Christ stunned people with his authority and clarity. His was not the mind of some deranged wild man, or demented fool, or deceiving fraud. Some have said so. Some believe that Jesus masterminded the greatest scheme in the history of humanity, that he out-Ponzied the swindlers and out-hustled the hucksters. If that were true, then billions of humans have been fleeced into following a first-century pied piper over the edge of a cliff. So, should we crown Christ as the foremost fraud in the world? No, not too quickly. Look at the miracles Jesus performed.

The four gospels detail approximately thirty-six miracles and reference many more. He multiplied bread and fish, changed water into wine, calmed more than one storm, and restored sight to more than one blind man. He healed contagious skin diseases, gave steps to the lame, purged demons, stopped a hemorrhage, even replaced a severed ear and raised the dead. Yet, in doing so, Jesus never grand-standed his miraculous powers. Never went for fame or profit. Jesus performed miracles for two simple reasons: to prove his identity, and to help his people.

Had Jesus been a fraudster or trickster, the Jerusalem congregation would have died a stillborn death.

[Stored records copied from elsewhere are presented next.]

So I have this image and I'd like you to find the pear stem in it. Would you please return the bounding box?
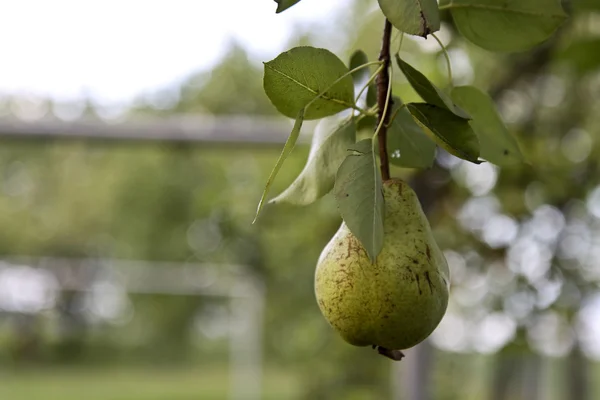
[377,18,393,181]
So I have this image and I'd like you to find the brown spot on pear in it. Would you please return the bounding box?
[315,179,450,350]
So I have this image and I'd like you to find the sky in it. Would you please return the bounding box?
[0,0,348,104]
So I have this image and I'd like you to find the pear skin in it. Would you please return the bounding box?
[315,179,450,350]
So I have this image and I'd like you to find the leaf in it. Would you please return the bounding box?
[269,118,356,205]
[406,103,481,164]
[451,86,523,166]
[396,54,471,119]
[333,139,384,262]
[350,50,369,83]
[252,109,304,223]
[275,0,300,14]
[571,0,600,12]
[263,46,354,120]
[440,0,567,51]
[367,83,377,108]
[378,0,440,37]
[387,97,435,168]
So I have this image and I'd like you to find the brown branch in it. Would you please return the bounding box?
[377,19,392,181]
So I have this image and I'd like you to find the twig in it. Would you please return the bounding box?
[377,19,392,181]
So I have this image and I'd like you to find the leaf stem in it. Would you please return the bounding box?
[430,33,453,87]
[375,18,393,181]
[305,61,382,114]
[354,65,383,102]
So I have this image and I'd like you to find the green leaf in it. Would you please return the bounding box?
[252,109,304,223]
[396,54,471,119]
[387,97,435,168]
[571,0,600,12]
[451,86,523,166]
[333,139,384,262]
[269,118,356,205]
[350,50,369,83]
[263,46,354,120]
[406,103,481,164]
[378,0,440,37]
[367,83,377,108]
[275,0,300,14]
[440,0,567,51]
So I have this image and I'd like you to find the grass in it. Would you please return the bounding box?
[0,367,298,400]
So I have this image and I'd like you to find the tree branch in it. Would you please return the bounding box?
[377,19,393,181]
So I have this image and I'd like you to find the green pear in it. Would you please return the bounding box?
[315,179,450,358]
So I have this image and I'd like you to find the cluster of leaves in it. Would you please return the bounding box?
[257,0,566,261]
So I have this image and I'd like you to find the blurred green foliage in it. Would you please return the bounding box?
[0,1,600,400]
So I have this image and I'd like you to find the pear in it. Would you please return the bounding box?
[315,179,449,359]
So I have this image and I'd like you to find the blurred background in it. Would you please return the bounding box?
[0,0,600,400]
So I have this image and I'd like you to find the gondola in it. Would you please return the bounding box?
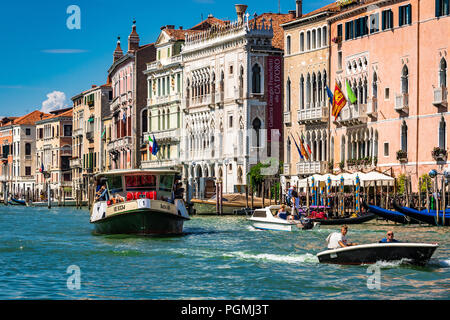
[362,202,420,224]
[317,243,439,265]
[311,213,377,226]
[394,201,450,226]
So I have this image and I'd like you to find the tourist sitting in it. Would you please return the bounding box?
[327,225,357,249]
[95,185,108,201]
[275,204,286,219]
[380,231,400,243]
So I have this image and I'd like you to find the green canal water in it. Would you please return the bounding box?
[0,206,450,300]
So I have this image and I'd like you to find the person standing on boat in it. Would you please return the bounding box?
[287,186,298,220]
[380,230,400,243]
[327,224,357,249]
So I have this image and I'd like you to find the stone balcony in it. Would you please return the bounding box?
[283,111,291,126]
[147,93,181,107]
[433,87,448,107]
[107,137,133,151]
[143,128,181,144]
[141,160,180,169]
[297,104,329,124]
[337,104,367,127]
[297,161,327,175]
[367,97,378,118]
[394,93,409,114]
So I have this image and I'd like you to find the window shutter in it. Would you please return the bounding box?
[406,4,412,24]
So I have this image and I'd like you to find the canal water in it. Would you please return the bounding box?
[0,206,450,300]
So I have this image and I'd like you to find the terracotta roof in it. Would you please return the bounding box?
[163,29,200,40]
[249,13,295,50]
[299,2,341,19]
[13,110,52,125]
[189,16,230,30]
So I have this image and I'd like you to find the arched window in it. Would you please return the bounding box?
[300,75,305,110]
[439,117,447,149]
[252,63,261,93]
[286,78,291,112]
[401,120,408,152]
[300,32,305,52]
[25,143,31,156]
[141,110,148,132]
[286,36,291,54]
[402,66,409,94]
[286,138,291,163]
[439,58,447,88]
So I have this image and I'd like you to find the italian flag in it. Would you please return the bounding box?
[148,135,153,153]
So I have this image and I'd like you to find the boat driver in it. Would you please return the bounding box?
[380,230,400,243]
[327,224,357,249]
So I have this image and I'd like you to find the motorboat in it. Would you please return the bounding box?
[9,198,27,206]
[191,193,268,215]
[317,242,439,265]
[394,201,450,226]
[247,205,320,231]
[90,170,190,235]
[362,202,420,224]
[311,212,376,225]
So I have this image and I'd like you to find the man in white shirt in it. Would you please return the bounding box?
[327,225,357,249]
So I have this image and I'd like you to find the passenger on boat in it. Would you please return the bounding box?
[327,225,357,249]
[380,231,400,243]
[275,204,286,219]
[95,185,108,201]
[287,186,298,221]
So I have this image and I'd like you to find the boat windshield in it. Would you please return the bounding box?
[125,175,156,191]
[107,176,123,193]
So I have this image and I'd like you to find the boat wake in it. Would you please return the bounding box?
[223,251,319,264]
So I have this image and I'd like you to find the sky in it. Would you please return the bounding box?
[0,0,333,117]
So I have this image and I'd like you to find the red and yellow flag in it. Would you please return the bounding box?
[331,84,347,120]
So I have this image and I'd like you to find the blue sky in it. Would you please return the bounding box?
[0,0,332,117]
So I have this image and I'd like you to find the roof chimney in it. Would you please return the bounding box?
[235,4,248,23]
[295,0,303,18]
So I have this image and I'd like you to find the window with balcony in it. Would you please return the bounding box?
[439,58,447,88]
[400,120,408,152]
[435,0,450,17]
[286,36,291,54]
[438,117,447,149]
[381,9,394,31]
[252,63,261,93]
[398,4,412,27]
[286,78,291,112]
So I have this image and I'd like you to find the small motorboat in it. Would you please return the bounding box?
[311,213,376,225]
[247,205,320,231]
[317,242,439,265]
[394,201,450,226]
[10,198,27,206]
[362,202,420,224]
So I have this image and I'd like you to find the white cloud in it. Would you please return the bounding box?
[41,91,67,113]
[42,49,88,54]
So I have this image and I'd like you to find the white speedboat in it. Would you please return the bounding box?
[247,205,320,231]
[317,242,439,265]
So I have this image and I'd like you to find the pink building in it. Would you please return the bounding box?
[107,23,156,170]
[328,0,450,191]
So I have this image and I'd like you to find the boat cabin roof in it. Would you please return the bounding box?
[95,169,180,178]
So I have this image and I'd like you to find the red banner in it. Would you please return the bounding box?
[265,56,283,142]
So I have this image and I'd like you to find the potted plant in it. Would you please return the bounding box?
[431,147,447,161]
[397,150,408,162]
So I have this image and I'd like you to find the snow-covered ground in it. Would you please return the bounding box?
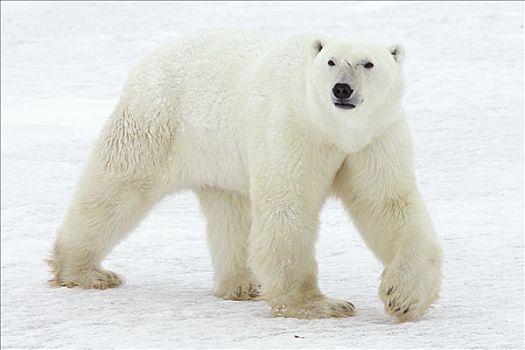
[1,2,524,348]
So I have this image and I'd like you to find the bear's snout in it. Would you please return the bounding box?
[332,83,354,100]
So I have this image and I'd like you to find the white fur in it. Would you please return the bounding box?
[50,31,441,320]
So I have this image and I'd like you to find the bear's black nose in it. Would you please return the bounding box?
[332,83,354,100]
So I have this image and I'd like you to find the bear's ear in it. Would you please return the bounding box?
[388,44,405,63]
[310,38,324,56]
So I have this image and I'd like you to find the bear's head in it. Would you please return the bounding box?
[307,38,405,152]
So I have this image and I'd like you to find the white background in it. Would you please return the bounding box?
[1,2,524,348]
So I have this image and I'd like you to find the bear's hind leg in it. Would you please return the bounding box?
[197,188,259,300]
[48,174,164,289]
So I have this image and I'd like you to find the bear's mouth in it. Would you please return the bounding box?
[334,102,355,109]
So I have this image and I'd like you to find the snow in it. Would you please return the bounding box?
[1,2,524,349]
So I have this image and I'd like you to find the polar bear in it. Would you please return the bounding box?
[49,31,442,321]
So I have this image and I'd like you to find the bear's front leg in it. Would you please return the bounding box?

People would have denounced the miracles of Christ. But they did just the opposite. Can you imagine the apostles inviting their testimonies? "If you were a part of a crowd that he fed, one of the dead he raised, or one of the sick he healed, would you please share your story." And share they did. The church exploded like a grasslands wildfire in Ramona. Why? Because Jesus performed public, memorable miracles. He healed people. And he loved people. He paid no heed to class or nationality, past sins or present accomplishments. The neediest and loneliest found a friend in Jesus.

Could a lying sham love that way? If his intent was trick people out their money or worship, he did a pitifully poor job of it because he died broke and abandoned. So, what if Peter was correct? “You are the Messiah.” (Mark 8:29) What if Jesus really was, and is, the Son of God? If so, then we can relish this truth: we never travel alone. True, we can’t see the runway. We don’t know what the future holds. But we’re not alone. We have what Jim O’Neil had: the commander’s voice to guide us home. So heed it. Issue the necessary Mayday prayer and follow the guidance that only God can provide.